I pulled off my ski boots and thick socks to apply a generous dose of heat gel to my left shin and both ankles. My eyes drifted closed and an unconscious groan slipped out as I massaged. A couple of the other coaches laughed and made crude comments. Seven years ago, a headline of Aspen Archer Pleasures Herself in Public would have been guaranteed. Now it wouldn’t even rate a mention, especially not eighty-five hundred miles from home.
Without opening my eyes, I told my coworkers good-naturedly to, “Shaddup.” I pushed a hand under the waistband of my ski pants and thermals to rub some gel into my left hip.
The banter and chatter eased, and by the time I’d finished rebuckling my boots the room was empty. Way to go, Archer. Last one across the line again. It was a relatively new, and unpleasant feeling. As quickly as I could, which wasn’t very, I negotiated the stairs up from the staff room. Every now and then I’d almost forget about my compromised gait. Until I had to run or climb stairs or do anything that wasn’t walking or skiing, and then I’d remember how it used to be. Whenever I felt self-conscious or annoyed, I reminded myself to be grateful that I could still walk and still ski.
After Vancouver I hadn’t been sure about either.

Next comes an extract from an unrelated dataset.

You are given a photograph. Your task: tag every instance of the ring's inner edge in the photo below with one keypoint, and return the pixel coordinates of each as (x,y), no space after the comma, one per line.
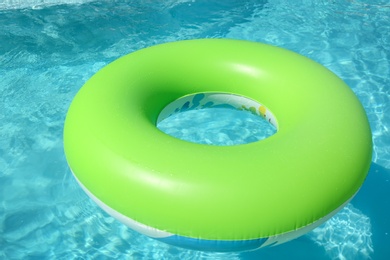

Once I’d assured myself that my left leg wouldn’t be amputated, and after a ton of physical therapy, I was back in ski boots. I’d had to learn to walk again but I hadn’t needed to relearn how to ski. It’d been in my cells from the day I was born, the thing that kept me alive even when it seemed like it wanted to kill me. I had to ski. Now, skiing was the closest my body ever came to feeling like it was mine again.
At the top of the stairs, Friday’s Bistro and Bar was packed with its usual lunch crowd. With some tricky maneuvering and more than a little elbow I pushed my way through the mass of bodies. The smell never changed—sweat and snow-wet gear mixed with fried food and spilled beer. Clients waved and smiled and I returned their greetings, commenting on the weather and the like.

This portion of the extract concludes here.